W niedzielę ulicami Warszawy przeszła demonstracja z żądaniem natychmiastowego zawieszenia broni w Strefie Gazy. Wzięli w niej udział przedstawiciele mniejszości palestyńskiej w Polsce i mieszkańcy stolicy. Stołeczna policja nie odnotowała żadnych incydentów.
Uczestnicy manifestacji zebrali się pod kolumną Zygmunta III Wazy skąd przeszli Traktem Królewskim pod ambasadę Stanów Zjednoczonych.

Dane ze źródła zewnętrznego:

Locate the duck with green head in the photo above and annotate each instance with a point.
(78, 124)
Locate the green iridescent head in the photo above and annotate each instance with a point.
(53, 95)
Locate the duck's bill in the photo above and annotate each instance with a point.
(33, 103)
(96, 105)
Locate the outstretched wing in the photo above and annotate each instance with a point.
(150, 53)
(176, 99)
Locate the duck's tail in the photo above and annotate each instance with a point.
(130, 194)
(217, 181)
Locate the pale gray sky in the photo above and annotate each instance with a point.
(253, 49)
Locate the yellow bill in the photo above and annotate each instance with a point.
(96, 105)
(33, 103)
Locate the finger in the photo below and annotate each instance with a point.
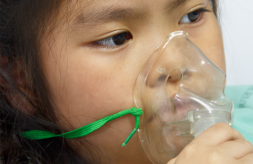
(172, 161)
(246, 160)
(237, 148)
(217, 134)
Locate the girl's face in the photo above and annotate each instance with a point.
(92, 60)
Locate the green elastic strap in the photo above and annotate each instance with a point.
(85, 130)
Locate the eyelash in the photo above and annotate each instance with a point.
(102, 43)
(200, 15)
(118, 39)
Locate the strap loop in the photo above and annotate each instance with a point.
(87, 129)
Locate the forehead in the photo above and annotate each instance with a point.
(101, 10)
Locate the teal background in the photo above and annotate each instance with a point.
(242, 96)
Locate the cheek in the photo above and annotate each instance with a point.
(85, 91)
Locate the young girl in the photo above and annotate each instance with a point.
(67, 63)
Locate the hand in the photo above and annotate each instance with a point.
(219, 144)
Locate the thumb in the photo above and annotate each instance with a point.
(172, 161)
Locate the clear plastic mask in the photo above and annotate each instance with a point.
(181, 93)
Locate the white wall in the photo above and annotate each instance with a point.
(236, 19)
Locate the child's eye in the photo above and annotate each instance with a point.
(114, 41)
(192, 17)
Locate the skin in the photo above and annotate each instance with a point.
(90, 82)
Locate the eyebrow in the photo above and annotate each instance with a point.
(112, 14)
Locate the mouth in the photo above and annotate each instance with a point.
(176, 112)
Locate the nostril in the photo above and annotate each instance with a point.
(173, 82)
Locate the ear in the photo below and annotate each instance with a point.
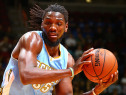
(66, 27)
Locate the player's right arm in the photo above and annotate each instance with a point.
(26, 51)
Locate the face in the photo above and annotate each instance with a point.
(54, 25)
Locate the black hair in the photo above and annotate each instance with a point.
(37, 14)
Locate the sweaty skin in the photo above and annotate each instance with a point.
(30, 45)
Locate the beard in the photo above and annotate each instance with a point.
(50, 43)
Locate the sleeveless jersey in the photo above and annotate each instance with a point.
(12, 84)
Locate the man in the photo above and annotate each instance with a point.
(39, 62)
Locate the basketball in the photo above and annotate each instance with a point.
(103, 64)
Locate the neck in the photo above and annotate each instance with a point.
(53, 51)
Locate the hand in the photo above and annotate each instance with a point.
(82, 60)
(102, 86)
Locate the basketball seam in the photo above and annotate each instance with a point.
(110, 70)
(94, 69)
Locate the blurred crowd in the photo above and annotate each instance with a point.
(86, 30)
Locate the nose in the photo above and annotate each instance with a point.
(53, 27)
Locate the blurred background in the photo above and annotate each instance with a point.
(92, 23)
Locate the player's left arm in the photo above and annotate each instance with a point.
(64, 87)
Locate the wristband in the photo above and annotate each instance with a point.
(93, 91)
(72, 71)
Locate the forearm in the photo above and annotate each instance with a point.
(40, 76)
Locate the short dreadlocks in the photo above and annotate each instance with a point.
(37, 14)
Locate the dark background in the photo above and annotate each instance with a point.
(98, 24)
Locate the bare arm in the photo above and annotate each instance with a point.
(30, 45)
(64, 87)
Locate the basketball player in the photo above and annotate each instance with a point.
(39, 62)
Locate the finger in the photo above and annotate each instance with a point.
(100, 82)
(115, 78)
(89, 50)
(85, 62)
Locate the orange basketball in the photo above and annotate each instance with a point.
(103, 64)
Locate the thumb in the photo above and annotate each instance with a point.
(85, 62)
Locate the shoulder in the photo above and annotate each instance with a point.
(71, 61)
(31, 41)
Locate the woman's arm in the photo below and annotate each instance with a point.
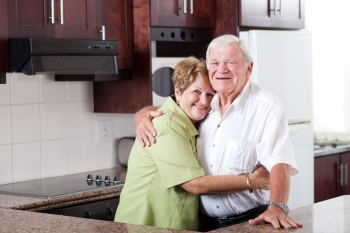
(228, 184)
(145, 132)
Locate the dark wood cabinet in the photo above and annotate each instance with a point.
(183, 13)
(116, 16)
(285, 14)
(129, 96)
(73, 19)
(331, 176)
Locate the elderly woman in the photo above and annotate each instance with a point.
(163, 181)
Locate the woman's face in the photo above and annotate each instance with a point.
(196, 99)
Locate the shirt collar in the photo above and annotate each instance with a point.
(170, 104)
(238, 103)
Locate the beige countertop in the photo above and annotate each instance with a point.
(328, 216)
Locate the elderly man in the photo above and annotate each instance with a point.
(246, 127)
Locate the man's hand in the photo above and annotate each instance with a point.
(277, 218)
(145, 131)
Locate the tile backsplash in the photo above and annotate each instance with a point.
(48, 129)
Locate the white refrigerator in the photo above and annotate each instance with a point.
(283, 66)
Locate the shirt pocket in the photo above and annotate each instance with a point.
(200, 148)
(240, 157)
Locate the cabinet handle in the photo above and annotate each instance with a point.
(274, 9)
(346, 174)
(52, 17)
(191, 6)
(185, 6)
(341, 174)
(103, 33)
(61, 8)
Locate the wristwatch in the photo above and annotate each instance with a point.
(282, 205)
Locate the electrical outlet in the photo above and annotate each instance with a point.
(104, 131)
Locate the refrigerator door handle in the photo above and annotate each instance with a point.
(295, 128)
(341, 168)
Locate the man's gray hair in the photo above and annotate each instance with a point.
(228, 39)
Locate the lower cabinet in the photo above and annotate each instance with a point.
(332, 177)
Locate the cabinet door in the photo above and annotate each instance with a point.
(30, 18)
(201, 14)
(168, 13)
(117, 18)
(345, 160)
(290, 14)
(272, 13)
(326, 177)
(76, 19)
(256, 13)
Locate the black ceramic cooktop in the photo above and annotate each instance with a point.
(62, 185)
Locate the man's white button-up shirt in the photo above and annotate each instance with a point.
(253, 130)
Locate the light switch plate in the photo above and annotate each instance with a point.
(104, 131)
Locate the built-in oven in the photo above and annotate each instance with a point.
(101, 210)
(162, 84)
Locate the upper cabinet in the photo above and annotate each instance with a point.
(286, 14)
(115, 22)
(183, 13)
(73, 19)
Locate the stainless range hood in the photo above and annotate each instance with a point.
(63, 56)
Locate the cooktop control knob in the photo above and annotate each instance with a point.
(107, 179)
(90, 178)
(98, 178)
(116, 180)
(87, 215)
(109, 213)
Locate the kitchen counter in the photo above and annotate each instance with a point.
(32, 203)
(328, 150)
(327, 216)
(40, 204)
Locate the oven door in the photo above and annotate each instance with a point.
(101, 210)
(162, 84)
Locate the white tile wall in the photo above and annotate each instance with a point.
(48, 129)
(5, 125)
(6, 164)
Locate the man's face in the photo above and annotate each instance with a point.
(227, 71)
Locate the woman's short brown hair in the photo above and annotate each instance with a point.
(186, 72)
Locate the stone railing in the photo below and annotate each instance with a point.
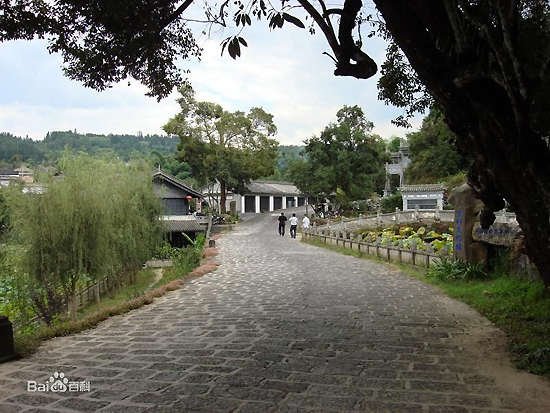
(399, 253)
(403, 217)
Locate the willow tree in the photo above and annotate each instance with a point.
(485, 63)
(230, 148)
(100, 218)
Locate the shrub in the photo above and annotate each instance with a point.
(389, 203)
(446, 270)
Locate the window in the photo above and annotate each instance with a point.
(422, 203)
(175, 206)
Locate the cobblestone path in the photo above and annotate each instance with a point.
(283, 327)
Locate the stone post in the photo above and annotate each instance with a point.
(7, 351)
(466, 214)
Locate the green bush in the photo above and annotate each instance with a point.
(389, 203)
(446, 270)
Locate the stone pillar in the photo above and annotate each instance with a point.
(466, 214)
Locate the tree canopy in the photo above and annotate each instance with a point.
(344, 160)
(433, 153)
(229, 148)
(101, 218)
(485, 63)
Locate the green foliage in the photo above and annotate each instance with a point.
(445, 270)
(520, 308)
(101, 218)
(287, 155)
(433, 153)
(345, 157)
(5, 212)
(51, 148)
(394, 143)
(231, 148)
(392, 236)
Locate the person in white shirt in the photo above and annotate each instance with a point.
(305, 222)
(293, 226)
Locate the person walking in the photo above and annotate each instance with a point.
(305, 222)
(293, 226)
(282, 221)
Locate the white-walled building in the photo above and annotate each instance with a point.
(423, 196)
(262, 196)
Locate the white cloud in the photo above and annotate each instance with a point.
(283, 71)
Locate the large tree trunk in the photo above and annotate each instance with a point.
(511, 159)
(223, 196)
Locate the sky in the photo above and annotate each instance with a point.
(283, 71)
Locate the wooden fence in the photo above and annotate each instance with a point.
(400, 254)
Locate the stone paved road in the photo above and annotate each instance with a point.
(283, 327)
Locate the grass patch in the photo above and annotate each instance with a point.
(144, 279)
(519, 308)
(130, 297)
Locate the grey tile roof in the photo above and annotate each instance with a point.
(421, 188)
(186, 225)
(161, 175)
(273, 188)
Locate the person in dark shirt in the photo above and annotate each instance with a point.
(282, 222)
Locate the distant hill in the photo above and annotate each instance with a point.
(123, 146)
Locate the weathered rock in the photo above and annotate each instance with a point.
(479, 252)
(497, 234)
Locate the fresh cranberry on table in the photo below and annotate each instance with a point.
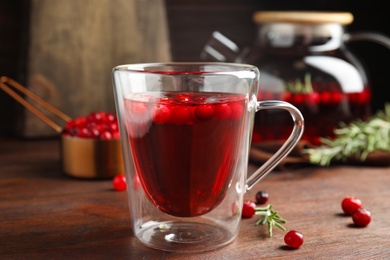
(293, 239)
(262, 197)
(350, 204)
(361, 217)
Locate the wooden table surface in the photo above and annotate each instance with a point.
(47, 215)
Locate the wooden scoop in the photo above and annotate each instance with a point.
(80, 157)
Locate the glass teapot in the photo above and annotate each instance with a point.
(303, 60)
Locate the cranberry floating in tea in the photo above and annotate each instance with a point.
(303, 59)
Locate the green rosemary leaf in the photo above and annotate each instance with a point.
(355, 140)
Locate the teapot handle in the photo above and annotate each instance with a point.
(368, 36)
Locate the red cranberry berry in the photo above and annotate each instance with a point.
(222, 111)
(261, 197)
(96, 125)
(204, 112)
(293, 239)
(160, 113)
(248, 209)
(350, 204)
(361, 217)
(119, 182)
(181, 115)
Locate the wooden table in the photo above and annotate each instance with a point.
(47, 215)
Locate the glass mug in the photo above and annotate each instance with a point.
(186, 131)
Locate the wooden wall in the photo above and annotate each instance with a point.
(192, 21)
(189, 24)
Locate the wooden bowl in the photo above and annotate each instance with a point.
(91, 158)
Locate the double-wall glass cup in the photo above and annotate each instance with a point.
(186, 131)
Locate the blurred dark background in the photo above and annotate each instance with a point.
(190, 25)
(192, 22)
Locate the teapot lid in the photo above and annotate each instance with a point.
(309, 17)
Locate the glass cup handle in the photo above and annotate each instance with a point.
(368, 36)
(286, 148)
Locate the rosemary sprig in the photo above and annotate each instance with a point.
(355, 140)
(271, 217)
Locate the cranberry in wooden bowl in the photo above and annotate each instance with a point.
(90, 146)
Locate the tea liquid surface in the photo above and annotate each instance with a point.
(185, 147)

W czasie przemarszu niesiono palestyńskie flagi, chusty "arafatki" oraz skandowano hasła "Wolna, wolna Palestyna!", "Gaza, Warszawa - wspólna sprawa!", "Precz z kolonializmem!", "Biden terrorysta!", "Niech żyje wolna Palestyna!"; "Stop masakrze w Stefie Gazy!"
Niesiono także transparenty z hasłami: "Stop Genocide in Gaza", "Solidarni z oporem palestyńskim", "Stop ludobójstwu", "Stop rzezi Gazy".
"Wszyscy niezależnie od różnic, religii, wszyscy jesteśmy po stronie ludzkości, jesteśmy za tym, żeby ludzie nie umierali przez bombardowania" - podkreślili organizatorzy przed ambasadą USA.
"Było bardzo spokojnie. W czasie demonstracji nie odnotowaliśmy żadnych incydentów" - powiedział PAP podkomisarz Rafał Rutkowski z Komendy Stołecznej Policji.
Do marszu odniósł się w niedzielę na platformie X ambasador Izraela w Polsce, Yacov Livne. "Przykre jest widzieć kolejną antysemicką demonstrację w Warszawie. Publiczne wsparcie dla inspirowanych nazistami dżihadystów musi zostać zakończone. Egzekwowanie prawa i edukacja są bardzo potrzebne" - napisał ambasador.
Demonstracje z żądaniem natychmiastowego zawieszenia broni w Strefie Gazy odbyły się w weekend w wielu miastach w Europie. W Londynie manifestowało ok. 30 tys. osób. W Paryżu według prefektury demonstrowało 19 tys. a 60 tys. osób według centrali związkowej CGT. W Niemczech największa manifestacja odbyła się w Duesseldorfie. Wzięło w niej udział ok. 17 tys. osób. Natomiast przez centrum Berlina przeszło 8,5 tys. manifestantów. Podobne marsze przeszły także ulicami Rzymu i Mediolanu. Również w USA, w propalestyńskiej manifestacji w Waszyngtonie, protestowało tysiące osób przeciw wspieraniu Izraela przez administrację prezydenta USA Joe Bidena.
7 października terroryści Hamasu, operującego ze Strefy Gazy, oślepili urządzenia monitorujące granicę i wdarli się na teren Izraela. Zamordowali około 1200 osób, w większości cywilnych, w tym dzieci i seniorów, oraz uprowadzili około 240 osób. Zakładnicy mają posłużyć im do wymiany na uwięzionych Palestyńczyków.
Uderzenie Hamasu ze Strefy Gazy, skutkowało największą liczbą ofiar śmiertelnych wśród Izraelczyków od 1973 roku, gdy państwo żydowskie stoczyło wojnę z koalicją syryjsko-egipską.
W odpowiedzi na atak Hamasu Izrael zaatakował cele tej organizacji znajdujące się w gęsto zaludnionej Strefie Gazy. Izrael zapowiedział zlikwidowanie terrorystycznej organizacji, jej infrastruktury i przywódców, którzy - zdaniem wojska - kryją się za plecami cywilów. Hamas twierdzi, że dysponuje 500-kilometrową siecią ufortyfikowanych tuneli ciągnących się pod Strefą. Armia okrążyła miasto Gazę, wzywając ludność cywilną do ewakuacji. Walki toczą się na przedmieściach. W atakach lotniczych armii Izraela miało do niedzieli zginąć ponad 9700 Palestyńczyków, w tym ponad 4 tys. dzieci.